5.5. En l'occurrence, dans son arrêt, le Tribunal administratif fédéral a constaté qu'entre le 12 décembre 2013 et le 7 octobre 2014, la recourante avait perçu des acomptes d'un montant total de 8'084'646 fr. 51 pour la construction d'un immeuble "clef en main" à la rue E.________ à Carouge. Il a également établi qu'après réception desdits acomptes, l'intéressée avait émis des notes de crédit pour une somme cumulée de 3'868'000 fr., avant d'effectuer divers versements d'une valeur correspondante sur un compte bancaire détenu par F.________, C.________ et G.________. Le Tribunal administratif fédéral n'a en revanche pas déterminé si ces trois personnes représentaient les véritables maîtres de l'ouvrage, le cas échéant organisés sous la forme d'une société simple, sachant que le contrat d'entreprise avait été formellement conclu par une société anonyme tierce, soit D.________ SA. Il n'est de toute manière pas parvenu à établir les motifs des versements effectués en leur faveur, ni la manière dont leurs montants avaient été fixés, de sorte qu'il n'a pas discerné en quoi de tels versements auraient pu entretenir un lien direct avec la construction commandée à la recourante.
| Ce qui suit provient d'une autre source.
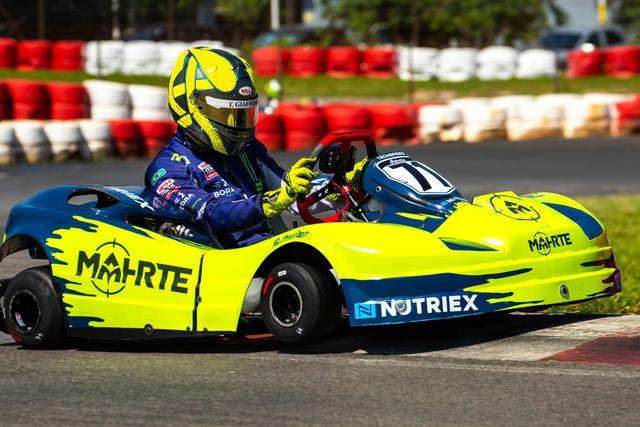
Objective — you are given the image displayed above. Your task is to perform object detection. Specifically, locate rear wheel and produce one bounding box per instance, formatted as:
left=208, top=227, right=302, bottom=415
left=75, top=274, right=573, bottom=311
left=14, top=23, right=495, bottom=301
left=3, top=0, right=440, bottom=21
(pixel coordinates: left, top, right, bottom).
left=262, top=263, right=341, bottom=344
left=3, top=266, right=66, bottom=349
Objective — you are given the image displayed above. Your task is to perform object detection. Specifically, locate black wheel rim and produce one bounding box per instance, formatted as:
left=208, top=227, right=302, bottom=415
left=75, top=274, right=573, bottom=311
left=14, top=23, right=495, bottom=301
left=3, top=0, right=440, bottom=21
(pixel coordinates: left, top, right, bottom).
left=269, top=282, right=303, bottom=328
left=9, top=291, right=41, bottom=335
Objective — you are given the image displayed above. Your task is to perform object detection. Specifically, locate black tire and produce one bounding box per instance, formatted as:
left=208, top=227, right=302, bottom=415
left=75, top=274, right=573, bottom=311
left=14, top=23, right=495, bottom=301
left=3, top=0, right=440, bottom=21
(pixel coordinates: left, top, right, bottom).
left=0, top=279, right=9, bottom=334
left=3, top=266, right=67, bottom=349
left=261, top=263, right=341, bottom=344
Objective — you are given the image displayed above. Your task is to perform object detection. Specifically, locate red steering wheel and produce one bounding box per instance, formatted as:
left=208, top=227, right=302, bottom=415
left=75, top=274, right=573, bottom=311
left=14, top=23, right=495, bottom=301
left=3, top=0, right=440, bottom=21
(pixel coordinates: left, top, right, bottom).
left=298, top=130, right=378, bottom=224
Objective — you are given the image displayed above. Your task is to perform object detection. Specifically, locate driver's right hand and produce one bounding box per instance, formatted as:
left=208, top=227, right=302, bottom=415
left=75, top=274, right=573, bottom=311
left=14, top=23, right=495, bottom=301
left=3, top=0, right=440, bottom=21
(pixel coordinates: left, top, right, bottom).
left=284, top=156, right=320, bottom=196
left=345, top=156, right=369, bottom=191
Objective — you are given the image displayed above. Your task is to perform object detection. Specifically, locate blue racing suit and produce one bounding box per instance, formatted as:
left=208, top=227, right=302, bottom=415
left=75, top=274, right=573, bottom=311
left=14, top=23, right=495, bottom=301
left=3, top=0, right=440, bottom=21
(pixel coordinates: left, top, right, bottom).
left=145, top=129, right=286, bottom=248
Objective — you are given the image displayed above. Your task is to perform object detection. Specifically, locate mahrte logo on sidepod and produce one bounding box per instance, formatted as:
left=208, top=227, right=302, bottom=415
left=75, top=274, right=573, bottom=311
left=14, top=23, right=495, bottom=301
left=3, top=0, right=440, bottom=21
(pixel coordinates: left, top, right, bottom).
left=529, top=231, right=573, bottom=256
left=76, top=239, right=192, bottom=298
left=490, top=194, right=540, bottom=221
left=354, top=294, right=479, bottom=319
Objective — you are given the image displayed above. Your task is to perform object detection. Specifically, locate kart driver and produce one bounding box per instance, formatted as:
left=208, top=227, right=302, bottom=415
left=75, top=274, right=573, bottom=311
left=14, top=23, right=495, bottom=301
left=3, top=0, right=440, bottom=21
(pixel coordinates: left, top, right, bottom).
left=145, top=47, right=362, bottom=248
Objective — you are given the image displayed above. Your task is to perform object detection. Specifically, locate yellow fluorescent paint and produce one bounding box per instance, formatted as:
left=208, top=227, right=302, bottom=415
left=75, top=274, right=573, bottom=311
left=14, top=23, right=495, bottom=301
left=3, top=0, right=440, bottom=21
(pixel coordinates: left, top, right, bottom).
left=38, top=187, right=613, bottom=331
left=194, top=49, right=236, bottom=92
left=46, top=217, right=208, bottom=330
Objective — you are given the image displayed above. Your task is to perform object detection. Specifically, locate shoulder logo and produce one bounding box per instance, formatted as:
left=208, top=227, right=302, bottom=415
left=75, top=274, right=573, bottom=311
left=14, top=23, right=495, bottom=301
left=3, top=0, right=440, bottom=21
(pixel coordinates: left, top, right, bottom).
left=238, top=86, right=253, bottom=96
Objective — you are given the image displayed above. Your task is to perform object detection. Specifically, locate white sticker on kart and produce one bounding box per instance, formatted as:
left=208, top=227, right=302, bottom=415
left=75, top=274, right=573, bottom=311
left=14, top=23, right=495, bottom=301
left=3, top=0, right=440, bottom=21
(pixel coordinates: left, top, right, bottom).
left=377, top=158, right=454, bottom=195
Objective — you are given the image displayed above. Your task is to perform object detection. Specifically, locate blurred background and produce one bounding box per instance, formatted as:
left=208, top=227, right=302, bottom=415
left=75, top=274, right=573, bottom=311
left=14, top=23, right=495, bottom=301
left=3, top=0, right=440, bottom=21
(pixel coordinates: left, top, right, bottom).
left=0, top=0, right=640, bottom=51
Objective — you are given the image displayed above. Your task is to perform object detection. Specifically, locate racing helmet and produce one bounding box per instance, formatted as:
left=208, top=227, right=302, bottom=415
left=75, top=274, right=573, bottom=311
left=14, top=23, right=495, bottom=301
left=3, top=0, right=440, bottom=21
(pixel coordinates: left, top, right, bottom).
left=169, top=47, right=258, bottom=155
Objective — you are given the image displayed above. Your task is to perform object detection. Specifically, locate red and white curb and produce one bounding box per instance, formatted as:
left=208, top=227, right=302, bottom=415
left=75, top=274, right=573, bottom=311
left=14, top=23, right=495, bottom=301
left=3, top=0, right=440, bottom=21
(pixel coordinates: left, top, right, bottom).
left=400, top=314, right=640, bottom=365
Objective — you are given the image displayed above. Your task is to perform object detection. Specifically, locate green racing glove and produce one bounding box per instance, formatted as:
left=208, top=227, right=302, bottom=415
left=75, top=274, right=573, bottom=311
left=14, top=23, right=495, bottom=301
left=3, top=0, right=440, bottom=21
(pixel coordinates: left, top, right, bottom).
left=345, top=156, right=369, bottom=191
left=262, top=156, right=320, bottom=218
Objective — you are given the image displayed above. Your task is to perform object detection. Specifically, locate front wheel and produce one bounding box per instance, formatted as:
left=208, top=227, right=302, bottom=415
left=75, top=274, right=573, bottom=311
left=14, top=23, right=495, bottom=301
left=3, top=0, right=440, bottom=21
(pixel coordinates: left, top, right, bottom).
left=262, top=263, right=341, bottom=344
left=3, top=266, right=66, bottom=349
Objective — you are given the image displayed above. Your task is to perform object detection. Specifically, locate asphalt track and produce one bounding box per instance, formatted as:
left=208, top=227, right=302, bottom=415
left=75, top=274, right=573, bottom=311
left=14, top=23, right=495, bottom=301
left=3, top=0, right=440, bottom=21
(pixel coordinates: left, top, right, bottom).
left=0, top=138, right=640, bottom=426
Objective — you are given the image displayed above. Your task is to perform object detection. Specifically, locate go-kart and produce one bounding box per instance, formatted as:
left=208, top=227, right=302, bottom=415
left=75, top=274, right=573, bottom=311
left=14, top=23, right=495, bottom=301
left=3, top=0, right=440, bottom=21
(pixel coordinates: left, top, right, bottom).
left=0, top=131, right=621, bottom=348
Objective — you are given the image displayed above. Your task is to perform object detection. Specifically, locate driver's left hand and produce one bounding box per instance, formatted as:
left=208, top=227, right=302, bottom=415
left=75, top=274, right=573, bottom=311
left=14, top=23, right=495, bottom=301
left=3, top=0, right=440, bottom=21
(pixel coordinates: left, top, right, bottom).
left=345, top=156, right=369, bottom=191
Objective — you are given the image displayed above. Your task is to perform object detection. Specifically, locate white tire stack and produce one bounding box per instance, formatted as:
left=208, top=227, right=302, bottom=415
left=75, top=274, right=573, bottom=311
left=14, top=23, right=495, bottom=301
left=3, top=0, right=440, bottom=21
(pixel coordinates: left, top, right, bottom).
left=449, top=98, right=506, bottom=142
left=189, top=40, right=224, bottom=49
left=476, top=46, right=518, bottom=80
left=562, top=93, right=626, bottom=138
left=155, top=41, right=189, bottom=77
left=0, top=121, right=20, bottom=166
left=42, top=120, right=87, bottom=162
left=120, top=40, right=160, bottom=76
left=418, top=105, right=463, bottom=143
left=128, top=84, right=171, bottom=120
left=83, top=40, right=124, bottom=76
left=13, top=120, right=53, bottom=163
left=398, top=46, right=439, bottom=81
left=437, top=47, right=478, bottom=82
left=516, top=49, right=557, bottom=79
left=506, top=94, right=579, bottom=141
left=489, top=95, right=535, bottom=118
left=83, top=80, right=131, bottom=120
left=78, top=120, right=114, bottom=160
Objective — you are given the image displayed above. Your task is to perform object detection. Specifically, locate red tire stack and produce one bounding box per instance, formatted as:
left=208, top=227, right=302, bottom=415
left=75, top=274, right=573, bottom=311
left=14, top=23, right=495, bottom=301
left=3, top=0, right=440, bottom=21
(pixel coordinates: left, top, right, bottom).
left=5, top=79, right=49, bottom=120
left=567, top=49, right=604, bottom=78
left=367, top=103, right=417, bottom=146
left=137, top=120, right=174, bottom=157
left=605, top=46, right=640, bottom=78
left=0, top=81, right=11, bottom=120
left=0, top=38, right=18, bottom=69
left=610, top=95, right=640, bottom=137
left=289, top=46, right=326, bottom=77
left=109, top=119, right=146, bottom=158
left=362, top=46, right=396, bottom=79
left=256, top=113, right=284, bottom=151
left=251, top=46, right=289, bottom=77
left=51, top=40, right=85, bottom=71
left=45, top=82, right=89, bottom=120
left=323, top=103, right=371, bottom=132
left=16, top=40, right=51, bottom=71
left=278, top=103, right=327, bottom=151
left=326, top=46, right=361, bottom=78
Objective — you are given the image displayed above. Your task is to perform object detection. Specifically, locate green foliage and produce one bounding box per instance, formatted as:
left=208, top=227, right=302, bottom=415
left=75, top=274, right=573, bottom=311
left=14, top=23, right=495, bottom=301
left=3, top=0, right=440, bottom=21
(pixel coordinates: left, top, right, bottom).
left=323, top=0, right=562, bottom=47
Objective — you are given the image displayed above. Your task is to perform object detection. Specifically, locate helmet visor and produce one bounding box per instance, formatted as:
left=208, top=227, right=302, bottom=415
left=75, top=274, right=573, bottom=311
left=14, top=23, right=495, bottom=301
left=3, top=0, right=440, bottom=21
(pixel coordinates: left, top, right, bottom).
left=197, top=94, right=258, bottom=129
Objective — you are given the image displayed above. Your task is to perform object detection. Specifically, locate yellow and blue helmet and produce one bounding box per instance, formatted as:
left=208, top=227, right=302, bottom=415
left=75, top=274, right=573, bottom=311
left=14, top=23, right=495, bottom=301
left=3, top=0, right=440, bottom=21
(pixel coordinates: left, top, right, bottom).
left=169, top=47, right=258, bottom=155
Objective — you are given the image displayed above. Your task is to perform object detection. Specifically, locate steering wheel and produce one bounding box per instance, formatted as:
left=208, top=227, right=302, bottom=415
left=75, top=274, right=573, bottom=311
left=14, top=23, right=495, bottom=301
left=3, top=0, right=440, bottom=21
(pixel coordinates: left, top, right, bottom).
left=298, top=130, right=378, bottom=224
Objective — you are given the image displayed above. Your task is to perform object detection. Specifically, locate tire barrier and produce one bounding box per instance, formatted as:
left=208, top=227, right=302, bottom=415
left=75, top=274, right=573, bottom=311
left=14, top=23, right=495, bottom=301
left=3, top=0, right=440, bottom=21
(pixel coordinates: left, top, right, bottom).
left=515, top=49, right=557, bottom=79
left=366, top=103, right=417, bottom=146
left=327, top=46, right=361, bottom=78
left=604, top=46, right=640, bottom=78
left=4, top=79, right=50, bottom=120
left=83, top=80, right=131, bottom=120
left=45, top=82, right=89, bottom=120
left=398, top=46, right=438, bottom=81
left=84, top=40, right=124, bottom=76
left=322, top=102, right=371, bottom=132
left=0, top=90, right=640, bottom=166
left=42, top=121, right=86, bottom=162
left=0, top=37, right=640, bottom=82
left=567, top=50, right=605, bottom=78
left=16, top=40, right=51, bottom=71
left=278, top=102, right=327, bottom=151
left=0, top=38, right=18, bottom=69
left=288, top=46, right=327, bottom=78
left=126, top=84, right=171, bottom=121
left=51, top=40, right=85, bottom=71
left=476, top=46, right=518, bottom=80
left=251, top=46, right=289, bottom=77
left=256, top=112, right=285, bottom=151
left=362, top=46, right=398, bottom=79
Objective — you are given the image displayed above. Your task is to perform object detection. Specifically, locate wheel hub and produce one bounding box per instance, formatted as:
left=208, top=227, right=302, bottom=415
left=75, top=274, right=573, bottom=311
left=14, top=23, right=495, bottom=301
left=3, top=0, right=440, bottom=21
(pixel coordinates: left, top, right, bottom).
left=269, top=282, right=303, bottom=328
left=9, top=291, right=41, bottom=335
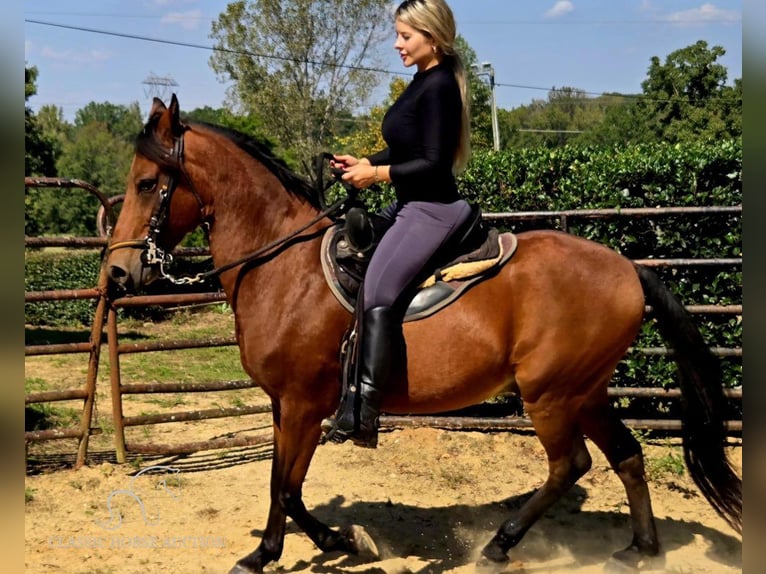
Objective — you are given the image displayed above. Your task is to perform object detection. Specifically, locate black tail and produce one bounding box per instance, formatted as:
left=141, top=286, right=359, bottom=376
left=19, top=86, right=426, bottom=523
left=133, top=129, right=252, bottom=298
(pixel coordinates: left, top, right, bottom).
left=636, top=265, right=742, bottom=533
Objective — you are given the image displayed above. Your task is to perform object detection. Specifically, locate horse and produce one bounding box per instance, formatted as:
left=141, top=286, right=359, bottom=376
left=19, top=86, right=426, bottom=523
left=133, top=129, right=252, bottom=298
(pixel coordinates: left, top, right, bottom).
left=104, top=94, right=742, bottom=574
En l'absence d'un tel lien, le Tribunal administratif fédéral a retenu que ces versements ne constituaient en aucun cas des réductions de la contre-prestation reçue par la recourante au sens de l'art. 41 al. 1 LTVA.

 

 

5.6. On ne voit pas que le raisonnement suivi dans l'arrêt attaqué, tel qu'il vient d'être présenté, violerait le droit fédéral. Sans connaître la justification et la finalité exactes des notes de crédit émises par la recourante, il est impossible de considérer qu'elles se trouveraient dans un lien direct avec la construction de l'immeuble de Carouge et, partant, qu'elles auraient diminué la contre-prestation obtenue par l'intéressée pour la réalisation de cet ouvrage en application de l'art. 41 al. 1 LTVA. Le simple fait que ces notes de crédit aient donné lieu à divers versements en faveur des personnes ayant prétendument commandé et financé l'immeuble sous la forme d'une société simple ne suffit pas à démontrer un tel lien, quoi que répète la recourante dans son mémoire. Comme le relève l'AFC dans sa réponse, il est tout à fait envisageable que de tels versements aient servi à rétribuer des prestations effectués sur ou en dehors dudit chantier par les récipiendaires, qui étaient alors tous actifs d'une manière ou d'une autre dans l'immobilier, ou qu'ils aient représenté des dividendes dissimulés en faveur de ces mêmes personnes, sachant qu'elles étaient toutes actionnaires de sociétés impliquées dans le projet de Carouge (et notamment de la recourante). Il incombait à la recourante, en tant qu'entreprise prestataire assujettie à la TVA, de démontrer le contraire et d'apporter les éléments permettant de déterminer la véritable raison des versements qu'elle a opérés. Elle doit supporter les conséquences de cette absence de preuve, laquelle empêche d'admettre l'existence d'un rapport direct entre les notes de crédit et sa prestation d'entreprise générale et, partant, toute réduction de la contre-prestation obtenue pour ce travail en application de l'art. 41 al. 1 LTVA.  

 

 

(…)

 

 

Par ces motifs, le Tribunal fédéral prononce :  

 

1.  

Le recours est rejeté. 

 

2.  

Les frais judiciaires, arrêtés à 7'000 fr., sont mis à la charge de la recourante. 

 

3.  

Le présent arrêt est communiqué au mandataire de la recourante, à l'Administration fédérale des contributions, Division principale de la taxe sur la valeur ajoutée, et au Tribunal administratif fédéral, Cour I.